Spaltung nicht vom Tisch

Bei der FPÖ ist es ähnlich: Norbert Hofer war ein konziliant­es Regierungs­mitglied, passt aber nicht zum aggressive­n Opposition­skurs, zu dem die Partei wohl zurückkehr­en wird. Klubobmann Herbert Kickl steht dafür. Die Partei hat sich nach dem Ibiza-Desaster gestern neue Compliance-Regeln verordnet. Aber ein echter Neustart schaut anders aus. Auch eine Spaltung – sollte HeinzChris­tian Strache in Wien antreten – ist noch nicht vom Tisch. Gestern wechselten wieder drei blaue Bezirksrät­e (aus Wien-Favoriten) zur blauen Abspaltung DAÖ.

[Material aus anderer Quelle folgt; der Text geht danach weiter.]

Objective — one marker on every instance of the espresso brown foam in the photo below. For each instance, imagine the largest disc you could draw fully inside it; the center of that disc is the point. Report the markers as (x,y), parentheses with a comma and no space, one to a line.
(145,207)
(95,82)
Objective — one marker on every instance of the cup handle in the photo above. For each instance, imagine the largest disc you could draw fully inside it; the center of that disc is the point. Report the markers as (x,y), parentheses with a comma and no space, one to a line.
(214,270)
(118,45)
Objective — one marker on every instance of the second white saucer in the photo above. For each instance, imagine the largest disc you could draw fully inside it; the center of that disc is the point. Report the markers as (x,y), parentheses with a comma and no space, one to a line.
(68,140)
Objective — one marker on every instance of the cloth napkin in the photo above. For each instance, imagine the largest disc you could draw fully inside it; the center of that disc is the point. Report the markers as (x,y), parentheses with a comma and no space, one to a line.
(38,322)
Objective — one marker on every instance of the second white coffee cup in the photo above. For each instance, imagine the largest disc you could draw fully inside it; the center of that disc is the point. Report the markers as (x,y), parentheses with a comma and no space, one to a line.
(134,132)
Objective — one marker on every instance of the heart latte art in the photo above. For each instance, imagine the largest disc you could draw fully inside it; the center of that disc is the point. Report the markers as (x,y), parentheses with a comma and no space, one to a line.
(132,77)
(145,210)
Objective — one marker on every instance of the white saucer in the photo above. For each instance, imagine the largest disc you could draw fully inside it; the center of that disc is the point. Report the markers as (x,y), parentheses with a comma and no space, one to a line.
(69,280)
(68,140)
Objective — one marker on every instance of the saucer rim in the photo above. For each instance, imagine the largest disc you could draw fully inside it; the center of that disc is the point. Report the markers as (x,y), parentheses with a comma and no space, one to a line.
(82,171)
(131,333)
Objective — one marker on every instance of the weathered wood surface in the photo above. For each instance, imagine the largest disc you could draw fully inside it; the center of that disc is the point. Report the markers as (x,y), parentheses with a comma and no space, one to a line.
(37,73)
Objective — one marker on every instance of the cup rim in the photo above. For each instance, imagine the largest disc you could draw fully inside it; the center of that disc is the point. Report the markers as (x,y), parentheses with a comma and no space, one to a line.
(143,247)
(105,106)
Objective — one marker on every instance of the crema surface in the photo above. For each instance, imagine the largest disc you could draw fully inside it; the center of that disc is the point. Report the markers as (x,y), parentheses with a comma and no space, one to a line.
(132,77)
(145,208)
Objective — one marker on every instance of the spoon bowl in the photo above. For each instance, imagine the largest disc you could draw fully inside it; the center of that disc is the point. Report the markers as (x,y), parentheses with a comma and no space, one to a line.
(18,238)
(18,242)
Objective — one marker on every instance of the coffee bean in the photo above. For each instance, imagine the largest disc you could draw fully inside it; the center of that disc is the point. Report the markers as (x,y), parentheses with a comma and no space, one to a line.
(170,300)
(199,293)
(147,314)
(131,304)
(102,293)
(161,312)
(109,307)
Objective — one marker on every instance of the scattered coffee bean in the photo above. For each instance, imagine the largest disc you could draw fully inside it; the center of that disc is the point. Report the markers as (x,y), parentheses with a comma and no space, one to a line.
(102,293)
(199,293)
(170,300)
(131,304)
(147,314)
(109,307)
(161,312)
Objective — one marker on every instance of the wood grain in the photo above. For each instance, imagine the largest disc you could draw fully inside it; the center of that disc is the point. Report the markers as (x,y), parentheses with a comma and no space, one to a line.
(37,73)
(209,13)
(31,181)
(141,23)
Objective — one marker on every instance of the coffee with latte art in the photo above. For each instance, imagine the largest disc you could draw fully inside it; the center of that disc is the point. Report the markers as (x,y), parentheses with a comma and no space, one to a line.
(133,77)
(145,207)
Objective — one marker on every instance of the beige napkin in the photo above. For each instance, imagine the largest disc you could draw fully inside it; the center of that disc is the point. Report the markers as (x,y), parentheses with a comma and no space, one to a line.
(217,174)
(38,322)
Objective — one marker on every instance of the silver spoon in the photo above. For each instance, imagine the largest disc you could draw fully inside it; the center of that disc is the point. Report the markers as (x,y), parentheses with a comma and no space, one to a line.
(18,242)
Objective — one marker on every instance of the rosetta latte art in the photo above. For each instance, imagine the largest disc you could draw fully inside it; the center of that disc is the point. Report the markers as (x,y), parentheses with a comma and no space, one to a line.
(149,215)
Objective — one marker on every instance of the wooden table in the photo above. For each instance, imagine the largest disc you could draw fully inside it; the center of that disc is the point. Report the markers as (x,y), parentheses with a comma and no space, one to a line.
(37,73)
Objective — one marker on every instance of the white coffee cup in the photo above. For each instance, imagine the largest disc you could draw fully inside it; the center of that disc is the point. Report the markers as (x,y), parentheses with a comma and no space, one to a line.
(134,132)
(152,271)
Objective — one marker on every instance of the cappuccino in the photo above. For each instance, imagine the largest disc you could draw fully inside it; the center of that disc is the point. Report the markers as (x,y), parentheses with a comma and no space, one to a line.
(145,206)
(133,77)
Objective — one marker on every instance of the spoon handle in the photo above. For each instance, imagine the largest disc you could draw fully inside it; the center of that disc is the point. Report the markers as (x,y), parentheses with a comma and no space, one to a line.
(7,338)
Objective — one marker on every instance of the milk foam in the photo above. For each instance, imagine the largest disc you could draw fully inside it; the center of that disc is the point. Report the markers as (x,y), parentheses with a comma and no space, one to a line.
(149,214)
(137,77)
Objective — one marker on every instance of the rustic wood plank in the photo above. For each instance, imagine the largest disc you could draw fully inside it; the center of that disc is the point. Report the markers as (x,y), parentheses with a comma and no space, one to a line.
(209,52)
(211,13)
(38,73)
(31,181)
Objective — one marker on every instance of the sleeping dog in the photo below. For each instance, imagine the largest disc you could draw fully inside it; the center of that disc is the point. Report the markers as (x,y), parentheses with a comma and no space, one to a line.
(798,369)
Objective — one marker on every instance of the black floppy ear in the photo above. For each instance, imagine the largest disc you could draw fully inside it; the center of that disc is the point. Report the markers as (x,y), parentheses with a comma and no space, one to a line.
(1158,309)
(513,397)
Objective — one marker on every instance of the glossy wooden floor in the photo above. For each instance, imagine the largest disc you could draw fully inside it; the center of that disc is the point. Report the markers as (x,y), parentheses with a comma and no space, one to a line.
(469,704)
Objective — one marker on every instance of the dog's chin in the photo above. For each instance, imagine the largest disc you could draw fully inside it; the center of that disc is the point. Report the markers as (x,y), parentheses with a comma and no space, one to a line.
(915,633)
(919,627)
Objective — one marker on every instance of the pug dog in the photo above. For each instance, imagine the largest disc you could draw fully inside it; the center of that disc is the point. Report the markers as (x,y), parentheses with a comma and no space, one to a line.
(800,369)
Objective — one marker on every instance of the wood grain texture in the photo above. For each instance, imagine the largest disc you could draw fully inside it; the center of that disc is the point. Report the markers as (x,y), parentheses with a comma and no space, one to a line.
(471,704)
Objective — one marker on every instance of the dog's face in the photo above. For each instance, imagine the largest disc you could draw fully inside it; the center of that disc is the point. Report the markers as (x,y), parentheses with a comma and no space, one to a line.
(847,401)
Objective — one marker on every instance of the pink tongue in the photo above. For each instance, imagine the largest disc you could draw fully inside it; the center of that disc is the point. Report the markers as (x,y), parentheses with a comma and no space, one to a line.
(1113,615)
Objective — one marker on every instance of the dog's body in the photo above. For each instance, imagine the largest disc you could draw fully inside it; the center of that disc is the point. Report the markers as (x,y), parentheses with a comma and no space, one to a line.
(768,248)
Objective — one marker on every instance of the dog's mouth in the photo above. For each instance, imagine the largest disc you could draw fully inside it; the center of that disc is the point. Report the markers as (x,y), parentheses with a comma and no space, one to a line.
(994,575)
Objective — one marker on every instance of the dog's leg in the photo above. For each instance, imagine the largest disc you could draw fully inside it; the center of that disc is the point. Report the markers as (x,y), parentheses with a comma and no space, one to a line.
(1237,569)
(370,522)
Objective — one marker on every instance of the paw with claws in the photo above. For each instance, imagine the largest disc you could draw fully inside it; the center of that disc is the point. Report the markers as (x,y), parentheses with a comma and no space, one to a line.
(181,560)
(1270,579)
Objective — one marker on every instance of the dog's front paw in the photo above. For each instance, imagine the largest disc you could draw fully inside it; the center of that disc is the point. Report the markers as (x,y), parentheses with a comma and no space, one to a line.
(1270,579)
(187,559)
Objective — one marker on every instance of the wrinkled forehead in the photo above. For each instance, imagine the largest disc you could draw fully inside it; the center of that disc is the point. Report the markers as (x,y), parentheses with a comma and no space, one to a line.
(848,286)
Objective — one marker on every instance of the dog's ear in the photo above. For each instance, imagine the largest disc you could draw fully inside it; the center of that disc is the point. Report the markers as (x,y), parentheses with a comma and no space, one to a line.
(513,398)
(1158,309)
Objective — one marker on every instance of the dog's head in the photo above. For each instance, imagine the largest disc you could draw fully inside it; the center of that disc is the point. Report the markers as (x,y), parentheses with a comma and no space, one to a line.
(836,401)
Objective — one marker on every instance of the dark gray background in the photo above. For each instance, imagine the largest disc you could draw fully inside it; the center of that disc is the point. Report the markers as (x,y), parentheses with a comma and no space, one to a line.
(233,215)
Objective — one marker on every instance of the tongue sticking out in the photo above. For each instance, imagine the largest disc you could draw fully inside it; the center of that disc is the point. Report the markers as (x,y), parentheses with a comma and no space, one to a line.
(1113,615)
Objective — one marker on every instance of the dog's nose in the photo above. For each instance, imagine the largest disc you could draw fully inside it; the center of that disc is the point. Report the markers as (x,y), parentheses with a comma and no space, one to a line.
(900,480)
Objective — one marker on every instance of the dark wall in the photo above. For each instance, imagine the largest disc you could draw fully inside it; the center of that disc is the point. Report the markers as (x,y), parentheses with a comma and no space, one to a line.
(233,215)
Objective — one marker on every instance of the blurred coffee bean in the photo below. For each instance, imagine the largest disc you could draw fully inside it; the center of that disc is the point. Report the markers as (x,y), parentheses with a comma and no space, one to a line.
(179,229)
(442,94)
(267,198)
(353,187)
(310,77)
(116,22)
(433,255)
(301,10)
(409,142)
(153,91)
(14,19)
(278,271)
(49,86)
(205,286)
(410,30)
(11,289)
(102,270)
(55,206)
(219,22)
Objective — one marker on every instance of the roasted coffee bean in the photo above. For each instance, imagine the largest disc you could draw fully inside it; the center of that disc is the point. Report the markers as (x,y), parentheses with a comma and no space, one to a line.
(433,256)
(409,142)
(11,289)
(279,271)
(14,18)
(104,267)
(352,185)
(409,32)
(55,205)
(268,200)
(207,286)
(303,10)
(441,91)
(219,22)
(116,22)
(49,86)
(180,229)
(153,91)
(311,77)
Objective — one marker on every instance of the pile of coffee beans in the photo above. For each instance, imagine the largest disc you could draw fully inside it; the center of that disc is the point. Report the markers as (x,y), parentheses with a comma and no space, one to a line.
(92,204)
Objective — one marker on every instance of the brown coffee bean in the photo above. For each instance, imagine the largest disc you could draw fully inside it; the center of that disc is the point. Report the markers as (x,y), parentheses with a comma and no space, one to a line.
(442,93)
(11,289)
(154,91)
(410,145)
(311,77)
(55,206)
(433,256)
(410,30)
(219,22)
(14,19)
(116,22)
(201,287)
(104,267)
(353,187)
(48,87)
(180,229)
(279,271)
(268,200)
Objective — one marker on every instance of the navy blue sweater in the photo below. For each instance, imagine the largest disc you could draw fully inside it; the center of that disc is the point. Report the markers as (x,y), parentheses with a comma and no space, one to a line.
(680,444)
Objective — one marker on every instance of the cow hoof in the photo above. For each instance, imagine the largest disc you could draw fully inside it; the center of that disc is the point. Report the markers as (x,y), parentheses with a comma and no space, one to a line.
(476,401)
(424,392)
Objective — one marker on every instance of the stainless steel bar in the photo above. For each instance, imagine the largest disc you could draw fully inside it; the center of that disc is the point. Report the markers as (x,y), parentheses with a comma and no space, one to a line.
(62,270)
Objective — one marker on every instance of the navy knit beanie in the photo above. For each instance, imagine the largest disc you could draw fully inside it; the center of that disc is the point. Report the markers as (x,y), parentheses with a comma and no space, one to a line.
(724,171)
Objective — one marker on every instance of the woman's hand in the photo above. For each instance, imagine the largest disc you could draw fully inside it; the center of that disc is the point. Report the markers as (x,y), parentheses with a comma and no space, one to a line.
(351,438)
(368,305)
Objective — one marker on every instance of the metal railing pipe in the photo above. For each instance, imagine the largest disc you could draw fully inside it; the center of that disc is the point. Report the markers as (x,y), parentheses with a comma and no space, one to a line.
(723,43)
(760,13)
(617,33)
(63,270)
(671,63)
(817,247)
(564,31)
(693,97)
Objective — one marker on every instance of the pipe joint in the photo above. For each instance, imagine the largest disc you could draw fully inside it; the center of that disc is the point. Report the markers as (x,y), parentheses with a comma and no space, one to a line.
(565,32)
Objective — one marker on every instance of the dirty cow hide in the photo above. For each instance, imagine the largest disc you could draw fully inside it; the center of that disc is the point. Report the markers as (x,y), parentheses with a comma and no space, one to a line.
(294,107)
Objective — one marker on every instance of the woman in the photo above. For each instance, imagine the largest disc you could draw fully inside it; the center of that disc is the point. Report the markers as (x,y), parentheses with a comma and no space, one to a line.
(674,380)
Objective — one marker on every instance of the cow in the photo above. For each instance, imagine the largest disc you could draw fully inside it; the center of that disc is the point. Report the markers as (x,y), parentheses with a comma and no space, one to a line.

Bleiben die Neos. Krise gibt es keine, aber auch hier sucht man eine neue Nische. Während des Wahlkampfe­s war es die Rolle einer konstrukti­ven Opposition­spartei, die in einer wackeligen Koalition für mehr Stabilität sorgen könnte. Diese Erzählung ist jetzt erst einmal vorbei, was den Pinken sichtbar wehtut. Sie wirken neuerdings ein wenig verbissen, wenn sie nach den Haaren in der Koalitions­suppe suchen.

Nein, 2020 ist wohl nicht das Jahr der Opposition – aber möglicherw­eise das Jahr ihrer Selbstfind­ung.